Until Perry's entrance, there had been a lot of support for the various declared candidates, but there had also been a lot of unhappiness, a sense that none of the candidates was quite up to the task of beating President Obama, that none of the candidates was lighting the party's fire as someone that could appeal to the base, bridge the establishment's interests with the tea party interests, and -- at the same time -- occupy a position of national leadership. Indeed, one recent poll revealed less than half (45%) of registered Republican primary voters were satisfied with the field that included most of the candidates we've seen thus far.
Yes, some of the candidates have ignited a lot of intense support for themselves, especially House members Michele Bachmann and Ron Paul, but Americans have not elected a member of the House of Representatives to the presidency -- or even run a member from the House of Representatives on the Republican or Democratic ticket -- since the 1800s.
There is a general consensus in the party that unless House Budget Chairman Paul Ryan were to enter the race, there's little chance that historical pattern would be broken. House members are simply too unknown or not quite "big enough" to run on behalf of the entire country.
Opinion: Who's the real Rick Perry?
All eyes and ears are on Perry now. And his entrance into the race has already shown something quite telling, if quite unnoticed. On the day he announced, he bested the national front-runner, former Massachusetts Gov. Mitt Romney, in the Ames, Iowa, straw poll as a write-in candidate. Yes, it is true Romney did not invest in the Ames straw poll, but he did participate in the debate two days prior, and his name was on the ballot. Neither was the case for Perry, and, more importantly, Perry did not invest in Ames either.
To repeat, he was a write-in candidate. Now, the most recent poll we have of likely Republican voters puts Perry in first place, beating both Romney and Bachmann by double digits. And this, with merely an announcement to run.
Yes, Perry has a lot to overcome to continue his first place position, and he will have a lot to defend -- especially several past statements about states' rights. His recent line about Federal Reserve Chairman Ben Bernanke, that "we would treat him pretty ugly down in Texas," were he to "print more money," and that such a policy would be "almost treacherous, or treasonous," has raised eyebrows,as well.

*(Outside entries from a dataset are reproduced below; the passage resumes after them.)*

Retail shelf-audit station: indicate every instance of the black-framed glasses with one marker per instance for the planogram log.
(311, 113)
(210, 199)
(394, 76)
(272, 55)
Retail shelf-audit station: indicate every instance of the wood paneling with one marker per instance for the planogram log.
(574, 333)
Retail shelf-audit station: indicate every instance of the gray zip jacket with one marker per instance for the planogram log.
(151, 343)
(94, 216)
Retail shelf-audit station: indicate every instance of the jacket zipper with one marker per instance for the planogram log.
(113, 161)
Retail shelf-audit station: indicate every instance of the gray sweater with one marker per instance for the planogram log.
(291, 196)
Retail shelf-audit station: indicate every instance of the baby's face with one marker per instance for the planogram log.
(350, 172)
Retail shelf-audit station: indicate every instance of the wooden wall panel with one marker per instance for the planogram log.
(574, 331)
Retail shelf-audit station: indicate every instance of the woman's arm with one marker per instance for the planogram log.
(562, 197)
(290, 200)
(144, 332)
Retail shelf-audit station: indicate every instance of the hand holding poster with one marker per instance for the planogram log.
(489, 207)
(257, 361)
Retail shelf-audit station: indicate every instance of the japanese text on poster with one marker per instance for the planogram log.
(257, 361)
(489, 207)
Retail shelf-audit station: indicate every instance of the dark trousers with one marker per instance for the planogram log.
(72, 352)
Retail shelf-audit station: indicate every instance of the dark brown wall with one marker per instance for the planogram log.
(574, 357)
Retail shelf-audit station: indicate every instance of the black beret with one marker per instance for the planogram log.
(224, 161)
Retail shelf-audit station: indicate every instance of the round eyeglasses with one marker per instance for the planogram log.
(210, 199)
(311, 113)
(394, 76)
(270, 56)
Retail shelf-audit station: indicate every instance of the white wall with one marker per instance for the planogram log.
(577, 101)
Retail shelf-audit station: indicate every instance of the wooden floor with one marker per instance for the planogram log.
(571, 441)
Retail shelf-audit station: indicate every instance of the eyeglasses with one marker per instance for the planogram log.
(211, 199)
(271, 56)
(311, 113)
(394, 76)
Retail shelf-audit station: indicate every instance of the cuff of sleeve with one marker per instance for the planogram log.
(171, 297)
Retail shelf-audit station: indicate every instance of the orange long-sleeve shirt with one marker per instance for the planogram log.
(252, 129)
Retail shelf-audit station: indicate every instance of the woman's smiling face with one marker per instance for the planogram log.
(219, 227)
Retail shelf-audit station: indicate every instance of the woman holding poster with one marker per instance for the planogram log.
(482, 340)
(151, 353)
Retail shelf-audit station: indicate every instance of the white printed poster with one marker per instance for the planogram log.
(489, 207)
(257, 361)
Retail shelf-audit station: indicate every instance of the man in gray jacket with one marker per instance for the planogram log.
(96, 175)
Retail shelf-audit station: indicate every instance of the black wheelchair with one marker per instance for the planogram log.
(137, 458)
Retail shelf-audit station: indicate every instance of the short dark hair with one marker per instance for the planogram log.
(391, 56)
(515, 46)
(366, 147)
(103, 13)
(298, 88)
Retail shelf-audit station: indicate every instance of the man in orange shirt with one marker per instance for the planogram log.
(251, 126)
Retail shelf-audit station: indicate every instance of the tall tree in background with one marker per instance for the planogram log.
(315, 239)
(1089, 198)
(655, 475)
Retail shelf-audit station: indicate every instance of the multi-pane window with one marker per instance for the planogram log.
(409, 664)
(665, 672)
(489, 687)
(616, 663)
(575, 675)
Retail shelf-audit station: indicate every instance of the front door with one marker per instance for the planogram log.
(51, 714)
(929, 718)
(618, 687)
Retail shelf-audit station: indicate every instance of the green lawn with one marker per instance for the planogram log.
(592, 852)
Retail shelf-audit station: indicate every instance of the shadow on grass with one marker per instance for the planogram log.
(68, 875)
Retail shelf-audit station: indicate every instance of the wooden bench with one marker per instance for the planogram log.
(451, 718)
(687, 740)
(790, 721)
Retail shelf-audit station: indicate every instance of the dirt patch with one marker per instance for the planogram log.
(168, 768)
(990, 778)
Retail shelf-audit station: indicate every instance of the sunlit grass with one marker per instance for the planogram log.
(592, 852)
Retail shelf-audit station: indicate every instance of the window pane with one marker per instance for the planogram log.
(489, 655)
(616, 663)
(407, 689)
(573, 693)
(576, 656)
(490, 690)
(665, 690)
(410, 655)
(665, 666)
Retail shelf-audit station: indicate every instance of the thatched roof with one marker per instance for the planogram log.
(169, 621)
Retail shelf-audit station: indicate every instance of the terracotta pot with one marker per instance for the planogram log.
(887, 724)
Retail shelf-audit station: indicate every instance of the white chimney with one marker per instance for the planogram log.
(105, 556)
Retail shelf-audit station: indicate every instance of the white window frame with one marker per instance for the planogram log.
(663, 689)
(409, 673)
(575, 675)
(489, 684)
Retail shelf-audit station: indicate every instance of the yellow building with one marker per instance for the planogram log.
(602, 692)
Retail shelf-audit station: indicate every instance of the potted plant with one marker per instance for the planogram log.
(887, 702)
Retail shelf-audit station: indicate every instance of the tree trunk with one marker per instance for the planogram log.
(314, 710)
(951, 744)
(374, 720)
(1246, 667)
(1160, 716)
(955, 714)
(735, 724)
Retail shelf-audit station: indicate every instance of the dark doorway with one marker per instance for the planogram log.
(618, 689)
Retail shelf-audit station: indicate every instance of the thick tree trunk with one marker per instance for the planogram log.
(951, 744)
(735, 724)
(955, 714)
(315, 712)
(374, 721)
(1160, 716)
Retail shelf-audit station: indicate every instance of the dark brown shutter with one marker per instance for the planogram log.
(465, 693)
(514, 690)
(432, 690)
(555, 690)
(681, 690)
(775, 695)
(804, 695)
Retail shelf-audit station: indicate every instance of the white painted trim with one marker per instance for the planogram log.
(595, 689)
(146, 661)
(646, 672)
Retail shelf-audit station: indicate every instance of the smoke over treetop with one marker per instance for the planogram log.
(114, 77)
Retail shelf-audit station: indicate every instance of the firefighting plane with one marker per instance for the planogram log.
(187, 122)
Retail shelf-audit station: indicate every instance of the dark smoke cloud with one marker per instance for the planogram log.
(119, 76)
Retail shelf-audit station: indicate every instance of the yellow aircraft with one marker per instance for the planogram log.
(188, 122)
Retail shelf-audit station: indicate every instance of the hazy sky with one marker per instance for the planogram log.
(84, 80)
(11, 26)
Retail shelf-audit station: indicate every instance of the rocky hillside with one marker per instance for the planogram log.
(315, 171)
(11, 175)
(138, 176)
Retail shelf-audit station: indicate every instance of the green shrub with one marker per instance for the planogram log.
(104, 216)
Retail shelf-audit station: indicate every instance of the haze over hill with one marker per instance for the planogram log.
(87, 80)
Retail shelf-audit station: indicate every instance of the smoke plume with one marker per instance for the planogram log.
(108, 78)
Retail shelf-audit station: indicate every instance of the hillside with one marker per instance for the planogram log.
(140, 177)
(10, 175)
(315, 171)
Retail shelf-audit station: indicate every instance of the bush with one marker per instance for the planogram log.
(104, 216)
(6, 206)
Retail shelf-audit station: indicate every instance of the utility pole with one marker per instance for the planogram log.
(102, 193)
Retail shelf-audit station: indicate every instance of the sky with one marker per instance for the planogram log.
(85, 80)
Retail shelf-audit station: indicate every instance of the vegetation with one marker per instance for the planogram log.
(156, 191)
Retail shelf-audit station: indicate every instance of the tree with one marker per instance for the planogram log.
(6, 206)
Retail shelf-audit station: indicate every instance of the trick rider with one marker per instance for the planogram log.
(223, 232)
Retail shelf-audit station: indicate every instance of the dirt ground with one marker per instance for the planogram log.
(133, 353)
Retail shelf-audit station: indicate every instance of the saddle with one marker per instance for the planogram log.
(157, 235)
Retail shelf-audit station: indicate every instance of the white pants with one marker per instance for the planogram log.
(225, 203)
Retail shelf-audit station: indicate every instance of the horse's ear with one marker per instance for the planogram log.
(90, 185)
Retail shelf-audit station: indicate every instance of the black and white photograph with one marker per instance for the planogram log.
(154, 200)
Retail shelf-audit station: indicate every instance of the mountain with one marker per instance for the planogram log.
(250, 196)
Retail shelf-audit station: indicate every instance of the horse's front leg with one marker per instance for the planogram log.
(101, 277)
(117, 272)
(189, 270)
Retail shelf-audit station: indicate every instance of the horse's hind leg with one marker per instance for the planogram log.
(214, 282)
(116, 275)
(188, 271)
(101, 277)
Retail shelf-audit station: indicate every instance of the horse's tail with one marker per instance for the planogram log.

As many others have put it in different ways, the kind of language that has worked in Texas will need to be tempered for a national stage and candidacy. In full disclosure, I am friendly with Perry and have spoken with him both about his policies and candidacy, and he realizes all of this. I especially believe he illustrated that with what was perhaps the most telling line in his campaign announcement last weekend: "I'm a Texan and proud of it. But first, and foremost, I'm an incredibly proud American."
There will be a balancing needed between Texas style and accent and national acceptability. But, before he tilts too strongly toward the latter, it is important to recognize the Texas part should not be fully disowned. It is not only a big state with a lot of votes, it still captures a big part of the American imagination -- even if it is a punching bag for much of the cultural left.